Dalam pernyataan-pernyataan setelah data tersebut, Bank of Korea dan Kementerian Keuangan mengatakan bahwa masih ada potensi inflasi untuk meningkat dalam beberapa bulan mendatang, mengutip ketidakpastian yang terkait dengan konflik Timur Tengah dan dampaknya pada harga minyak.
BOK tetap fokus pada pengendalian inflasi ke kisaran target 2% dan menjaganya agar tetap stabil. Gubernur Rhee Chang-yong mengatakan pada Kamis bahwa setiap potensi penurunan suku bunga akan membutuhkan pembacaan data harga yang cermat.
Data yang dirilis oleh Statistik Korea menunjukkan biaya transportasi turun 0,3% dari tahun sebelumnya bulan lalu, sebuah komponen utama yang membebani inflasi. Biaya utilitas naik 1,8% dalam salah satu kenaikan paling lambat di semua kategori yang dilacak oleh agensi.

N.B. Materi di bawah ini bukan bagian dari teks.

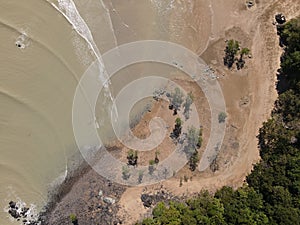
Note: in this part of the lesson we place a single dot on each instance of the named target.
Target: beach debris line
(280, 18)
(26, 215)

Harga makanan dan minuman non-alkohol masih naik 5,9% sementara harga pakaian dan sepatu naik 5,8%.
Waspada terhadap tekanan harga yang berkepanjangan, bank sentral mempertahankan suku bunga kebijakannya di 3,5% bulan lalu. Semua anggota dewan menyuarakan pandangan bahwa kemungkinan besar tidak perlu menaikkan suku bunga untuk setidaknya tiga bulan ke depan. Hal ini secara efektif membuat 3,5% menjadi puncak suku bunga kebijakan.
Pada saat yang sama, Rhee sendiri mengatakan bahwa akan sulit untuk menurunkan suku bunga untuk enam bulan ke depan. Ini mendorong kembali spekulasi pasar bahwa BOK mungkin bergabung dengan bank-bank sentral termasuk Federal Reserve AS dan Bank Sentral Eropa dalam memberi sinyal untuk melonggarkan kebijakan.
Gubernur Fed Jerome Powell minggu ini berusaha untuk mendinginkan spekulasi penurunan suku bunga AS dalam waktu dekat. Ia mempertahankan bahwa Fed tidak menyatakan kemenangan dalam perang melawan inflasi dan meremehkan peluang penurunan suku bunga pada Maret. Hal ini mendorong para ekonom di Goldman Sachs Group Inc untuk memundurkan perkiraan penurunan suku bunga AS yang pertama ke Mei dari Maret.
Potensi meningkatnya kembali utang rumah tangga adalah kekhawatiran utama yang membuat Rhee tidak mempertimbangkan perubahan kebijakan lebih awal. BOK memulai siklus pengetatannya lebih awal dari kebanyakan negara maju pada tahun 2021, mengutip ketidakseimbangan keuangan di antara alasan pengetatan lainnya. Pasar perumahan sebagian besar masih lesu kecuali di lingkungan kelas menengah tertentu setelah serangkaian kenaikan suku bunga yang terjadi.
Hal ini menyebabkan krisis utang bagi beberapa pengembang, termasuk Taeyoung E&C, dan menimbulkan kekhawatiran umum tentang stabilitas keuangan, yang menekan kebijakan ke arah lain. Kekhawatiran tersebut merupakan salah satu alasan mengapa dalam pertemuan terakhir mereka, beberapa anggota BOK menarik janji sebelumnya untuk mempertimbangkan kenaikan suku bunga jika diperlukan.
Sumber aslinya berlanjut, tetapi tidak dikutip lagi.